What are the units for the
What are the units for the Y-axis in the Piggington graph?
If the unit of measurement of the Y-axis in both graphs are $, why are the values different?
First one is not dollars.
First one is not dollars. It’s an index arbitrarily set to 100 at some point in the past (Jan 2000, I think)
Median prices are in
Median prices are in agreement with Case Shiller. Median prices blew up mid-2003 and almost plateaued by mid-2004.
The lag makes perfect sense.
The lag makes perfect sense. Zillow bases their information on comparables. Comparables for sales are going to lag 3-6 months in the database.
It’s actually the same problem much of southern Californian is having on the down side. Sales have slowed and now, people price looking at comparables, but the most recent comparable is three months old and to get 3 or more comparables, they’re often looking back as far as the spring.
The lag and the fact that
The lag and the fact that Zestimates are grossly inaccurate makes sense to me; although I can’t tell you how many people in the discussion boards cry that their home is “undervalued.” Wait a few years…
Which gets back to the lag. Zillow is also WAY behind in posting drops in property values.
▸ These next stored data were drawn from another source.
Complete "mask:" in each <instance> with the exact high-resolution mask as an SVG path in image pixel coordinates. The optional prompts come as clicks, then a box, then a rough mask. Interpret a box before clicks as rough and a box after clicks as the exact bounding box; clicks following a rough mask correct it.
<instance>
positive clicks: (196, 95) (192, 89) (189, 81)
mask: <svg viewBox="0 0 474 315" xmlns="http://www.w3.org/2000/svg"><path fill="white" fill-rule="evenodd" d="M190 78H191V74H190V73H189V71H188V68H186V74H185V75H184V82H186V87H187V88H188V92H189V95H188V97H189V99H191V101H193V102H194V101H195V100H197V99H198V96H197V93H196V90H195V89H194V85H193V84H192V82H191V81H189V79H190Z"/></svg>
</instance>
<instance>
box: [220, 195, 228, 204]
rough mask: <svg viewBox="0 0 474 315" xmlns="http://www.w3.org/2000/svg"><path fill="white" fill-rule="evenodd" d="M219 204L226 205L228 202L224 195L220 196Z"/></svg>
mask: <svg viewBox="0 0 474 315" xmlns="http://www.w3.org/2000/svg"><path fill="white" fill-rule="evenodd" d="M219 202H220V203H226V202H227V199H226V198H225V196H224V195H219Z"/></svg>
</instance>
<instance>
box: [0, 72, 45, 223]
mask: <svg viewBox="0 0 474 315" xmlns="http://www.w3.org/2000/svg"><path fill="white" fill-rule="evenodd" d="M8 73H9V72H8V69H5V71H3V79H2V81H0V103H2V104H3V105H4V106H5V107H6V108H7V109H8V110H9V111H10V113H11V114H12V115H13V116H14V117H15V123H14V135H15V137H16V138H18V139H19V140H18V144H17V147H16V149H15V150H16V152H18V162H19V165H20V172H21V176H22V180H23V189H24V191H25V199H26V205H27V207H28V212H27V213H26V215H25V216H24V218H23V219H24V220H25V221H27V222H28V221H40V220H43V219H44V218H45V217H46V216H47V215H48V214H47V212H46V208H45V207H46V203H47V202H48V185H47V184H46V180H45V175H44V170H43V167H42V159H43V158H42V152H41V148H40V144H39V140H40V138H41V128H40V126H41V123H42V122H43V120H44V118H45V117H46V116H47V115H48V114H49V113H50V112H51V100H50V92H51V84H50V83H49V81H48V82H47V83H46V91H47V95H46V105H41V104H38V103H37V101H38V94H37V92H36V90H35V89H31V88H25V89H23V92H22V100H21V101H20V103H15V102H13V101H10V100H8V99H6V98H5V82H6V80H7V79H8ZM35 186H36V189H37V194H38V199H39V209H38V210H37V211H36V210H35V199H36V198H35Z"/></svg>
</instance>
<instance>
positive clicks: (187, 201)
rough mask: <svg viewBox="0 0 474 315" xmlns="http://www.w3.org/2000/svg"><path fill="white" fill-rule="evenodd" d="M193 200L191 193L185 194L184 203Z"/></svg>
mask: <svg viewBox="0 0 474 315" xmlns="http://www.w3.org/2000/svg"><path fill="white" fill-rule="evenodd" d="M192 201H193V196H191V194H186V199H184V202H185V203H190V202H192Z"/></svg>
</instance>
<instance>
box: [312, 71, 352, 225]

So any drop they do show today is probably up to a year old.
A reader mailed in these
A reader mailed in these thoughts, which I thought were interesting and which I am posting with his permission — Rich
With respect to your post on "Zillow’s Lost Year" part of the issue is a data presentation issue on the two graphs you included. I’ve attached an excel spreadsheet with the ZIndex values for San Diego and the corresponding Case-Shiller HPI values. Similar to the CS HPI I’ve normalized the ZIndex values to Jan ’00. Zillow does not provide a means to download index data so these values are eyeballed from Zillow charts.
You can see that Zillow properly accounts for the price run up as shown by the CS HPI through ’05. However, the ’05-’06 price blowup in the ZIndex that you mention in your post is actually an overestimation of price increases with respect to the CS HPI (not a lag in the ZIndex as implied by your post).
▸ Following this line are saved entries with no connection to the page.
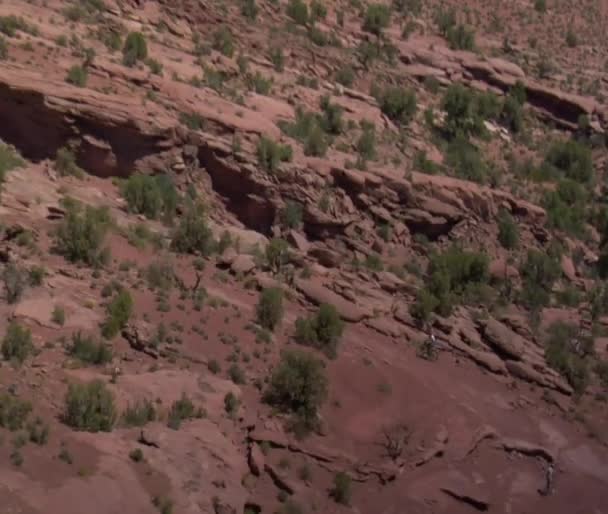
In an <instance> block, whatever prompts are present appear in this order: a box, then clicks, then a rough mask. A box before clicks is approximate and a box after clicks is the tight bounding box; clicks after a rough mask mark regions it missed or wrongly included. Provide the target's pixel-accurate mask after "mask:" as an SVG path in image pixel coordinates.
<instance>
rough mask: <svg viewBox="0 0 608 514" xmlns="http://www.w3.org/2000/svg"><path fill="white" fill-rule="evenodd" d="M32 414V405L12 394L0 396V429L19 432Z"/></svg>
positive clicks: (7, 394)
mask: <svg viewBox="0 0 608 514" xmlns="http://www.w3.org/2000/svg"><path fill="white" fill-rule="evenodd" d="M31 412H32V404H31V403H30V402H28V401H24V400H21V399H20V398H19V397H18V396H15V395H12V394H6V393H2V394H0V427H2V428H6V429H7V430H10V431H11V432H15V431H17V430H21V429H22V428H23V427H24V425H25V422H26V421H27V417H28V416H29V415H30V413H31Z"/></svg>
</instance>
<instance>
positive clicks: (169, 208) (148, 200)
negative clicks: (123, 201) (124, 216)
mask: <svg viewBox="0 0 608 514" xmlns="http://www.w3.org/2000/svg"><path fill="white" fill-rule="evenodd" d="M120 192H121V194H122V196H123V198H124V199H125V200H126V202H127V207H128V209H129V211H130V212H134V213H137V214H143V215H144V216H146V218H149V219H158V218H159V217H163V218H165V219H167V220H170V219H171V218H172V217H173V214H174V213H175V209H176V207H177V203H178V199H179V197H178V193H177V190H176V189H175V185H174V184H173V180H172V179H171V177H169V176H168V175H157V176H150V175H141V174H137V173H136V174H134V175H131V176H130V177H129V178H128V179H127V180H125V181H124V182H123V183H122V184H121V187H120Z"/></svg>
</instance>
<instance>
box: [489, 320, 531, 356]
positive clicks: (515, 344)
mask: <svg viewBox="0 0 608 514" xmlns="http://www.w3.org/2000/svg"><path fill="white" fill-rule="evenodd" d="M478 325H479V326H480V328H481V330H482V336H483V338H484V340H485V341H486V342H487V343H488V344H489V345H490V346H491V347H492V348H494V349H495V350H496V351H497V352H498V354H499V355H503V356H505V357H506V358H509V359H515V360H520V359H521V357H522V355H523V354H524V349H525V347H526V341H525V340H524V338H523V337H521V336H520V335H519V334H516V333H515V332H513V330H511V329H510V328H509V327H507V326H506V325H503V324H502V323H501V322H500V321H497V320H495V319H494V318H489V319H487V320H481V321H479V322H478Z"/></svg>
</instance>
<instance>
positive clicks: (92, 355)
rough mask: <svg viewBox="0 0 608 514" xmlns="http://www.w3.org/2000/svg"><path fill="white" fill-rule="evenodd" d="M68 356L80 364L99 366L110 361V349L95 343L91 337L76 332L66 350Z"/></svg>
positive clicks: (111, 355)
mask: <svg viewBox="0 0 608 514" xmlns="http://www.w3.org/2000/svg"><path fill="white" fill-rule="evenodd" d="M68 354H69V355H70V356H71V357H74V358H75V359H78V360H79V361H81V362H86V363H87V364H93V365H95V366H100V365H102V364H107V363H108V362H111V361H112V349H111V348H110V347H109V346H108V345H107V344H104V343H103V342H101V341H96V340H95V339H94V338H93V337H92V336H87V335H83V334H82V333H81V332H76V333H75V334H73V335H72V344H71V345H70V346H69V348H68Z"/></svg>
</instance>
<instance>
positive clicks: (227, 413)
mask: <svg viewBox="0 0 608 514" xmlns="http://www.w3.org/2000/svg"><path fill="white" fill-rule="evenodd" d="M240 403H241V402H240V401H239V399H238V398H237V396H236V395H235V394H234V393H233V392H232V391H230V392H229V393H226V396H224V410H225V411H226V414H228V415H229V416H234V415H235V414H236V412H237V411H238V409H239V405H240Z"/></svg>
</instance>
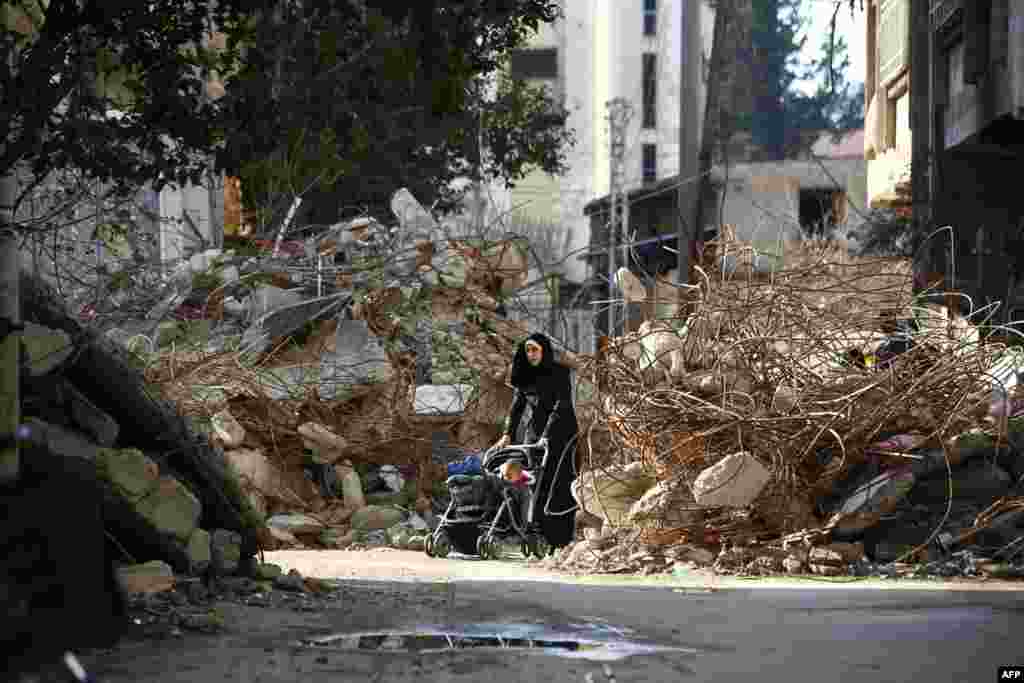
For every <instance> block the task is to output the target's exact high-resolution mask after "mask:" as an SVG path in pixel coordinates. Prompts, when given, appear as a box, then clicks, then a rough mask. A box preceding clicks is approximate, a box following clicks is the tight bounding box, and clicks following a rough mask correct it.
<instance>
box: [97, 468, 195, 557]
mask: <svg viewBox="0 0 1024 683" xmlns="http://www.w3.org/2000/svg"><path fill="white" fill-rule="evenodd" d="M96 469H97V471H98V473H99V476H100V477H102V478H103V479H104V480H106V481H109V482H111V483H112V484H113V485H114V488H115V490H117V492H118V493H119V494H120V495H121V496H123V497H124V498H126V499H128V500H129V501H133V502H134V501H140V500H142V499H144V498H146V497H147V496H151V495H153V494H154V493H155V492H156V490H157V488H158V487H159V486H160V484H161V477H160V467H159V466H158V465H157V464H156V463H155V462H153V461H152V460H150V459H148V458H146V457H145V455H144V454H143V453H142V452H141V451H139V450H137V449H99V452H98V455H97V458H96ZM188 531H189V532H191V529H188ZM185 538H188V537H187V535H186V536H185Z"/></svg>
Without knowing more details about how ZEstimates are calculated I would guess that a likely cause is that they are partially based on historic home price appreciation trends. Notice that in the data set the ZIndex values (and CS HPI) had increased by roughly 20% for the previous 3 years. If ZEstimates are partially based on recent price trends it would follow that they would tend to miss inflection points.
Note that this does not entirely account for the degree of the ZIndex increase in Jan ’06, which was a 35% increase over Jan ’05.
Also, if ZEstimates heavily weigh recorded sales values, which would make sense, a decrease in sales volume would cause a corresponding lag in the index correcting as it would still be referencing older data points. Considering SD County sales peaked in 8/05 (according to http://bubbletracking.blogspot.com/search/label/SD%20Inventory) and also considering that the low end sales dried up substantially while high end sales and prices held up reasonably well, this would cause further lag in the index correcting to actual home prices.
As for why Zillow hasn’t fixed the discrepancy, it seems better for everyone if they don’t fudge past index data, otherwise they could just retroactively replace their historic index with the CS HPI. If they leave their data as is their customers have a means of comparing past ZIndex values vs actual recorded prices at those points in time to verify their model’s accuracy.